Adding Shipyard to a Project

To use Shipyard in your project, it’s easiest to use Dapper and Make. To use Dapper you’ll need a specific Dockerfile that Dapper consumes to create a consistent environment based upon Shipyard’s base image. To use Make you’ll need some commands to enable Dapper and also include the targets which ship in the base image.

Dockerfile.dapper

The project should have a Dockerfile.dapper Dockerfile which builds upon quay.io/submariner/shipyard-dapper-base.

For example:

FROM quay.io/submariner/shipyard-dapper-base

ENV DAPPER_ENV="REPO TAG QUAY_USERNAME QUAY_PASSWORD TRAVIS_COMMIT" \
    DAPPER_SOURCE=<your source directory> DAPPER_DOCKER_SOCKET=true
ENV DAPPER_OUTPUT=${DAPPER_SOURCE}/output

WORKDIR ${DAPPER_SOURCE}

ENTRYPOINT ["./scripts/entry"]
CMD ["ci"]

You can also refer to the project’s own Dockerfile.dapper as an example.

Building The Base Image

To build the base container image used in the shared developer and CI enviroment, simply run:

make dapper-image

Makefile

The project’s Makefile should include targets to run everything in Dapper. These are defined in Shipyard’s Makefile.dapper which can be copied as is into your project and included in the Makefile. To use Shipyard’s built-in targets available in the base Dapper image, include the Makefile.inc file in the project’s Makefile within the section where the Dapper environment is detected.

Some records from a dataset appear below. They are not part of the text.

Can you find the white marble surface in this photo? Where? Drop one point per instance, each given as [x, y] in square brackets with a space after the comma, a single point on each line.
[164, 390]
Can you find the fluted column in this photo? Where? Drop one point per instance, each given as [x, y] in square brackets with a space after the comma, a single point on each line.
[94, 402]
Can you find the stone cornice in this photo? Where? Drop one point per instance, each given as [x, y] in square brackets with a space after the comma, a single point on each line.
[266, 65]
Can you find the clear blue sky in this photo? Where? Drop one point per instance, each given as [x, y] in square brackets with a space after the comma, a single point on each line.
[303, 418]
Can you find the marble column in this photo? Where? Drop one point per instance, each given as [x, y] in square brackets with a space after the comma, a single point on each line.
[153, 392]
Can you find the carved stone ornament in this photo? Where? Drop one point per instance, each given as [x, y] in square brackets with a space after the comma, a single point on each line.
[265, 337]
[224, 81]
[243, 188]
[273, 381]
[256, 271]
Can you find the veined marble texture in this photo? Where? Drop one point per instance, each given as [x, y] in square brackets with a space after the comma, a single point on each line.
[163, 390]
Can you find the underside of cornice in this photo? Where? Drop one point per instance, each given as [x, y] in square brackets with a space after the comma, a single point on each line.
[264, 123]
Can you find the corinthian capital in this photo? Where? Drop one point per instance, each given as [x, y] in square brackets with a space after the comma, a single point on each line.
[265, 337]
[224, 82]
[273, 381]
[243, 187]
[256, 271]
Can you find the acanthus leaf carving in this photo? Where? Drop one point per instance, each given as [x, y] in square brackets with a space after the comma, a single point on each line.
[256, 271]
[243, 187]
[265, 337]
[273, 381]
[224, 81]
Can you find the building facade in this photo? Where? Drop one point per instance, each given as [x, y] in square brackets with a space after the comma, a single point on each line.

The simplest Makefile would look like this:

ifneq (,$(DAPPER_HOST_ARCH))

# Running in Dapper

include $(SHIPYARD_DIR)/Makefile.inc

else

# Not running in Dapper

include Makefile.dapper

endif

# Disable rebuilding Makefile
Makefile Makefile.dapper Makefile.inc: ;

You can also refer to the project’s own Makefile as an example.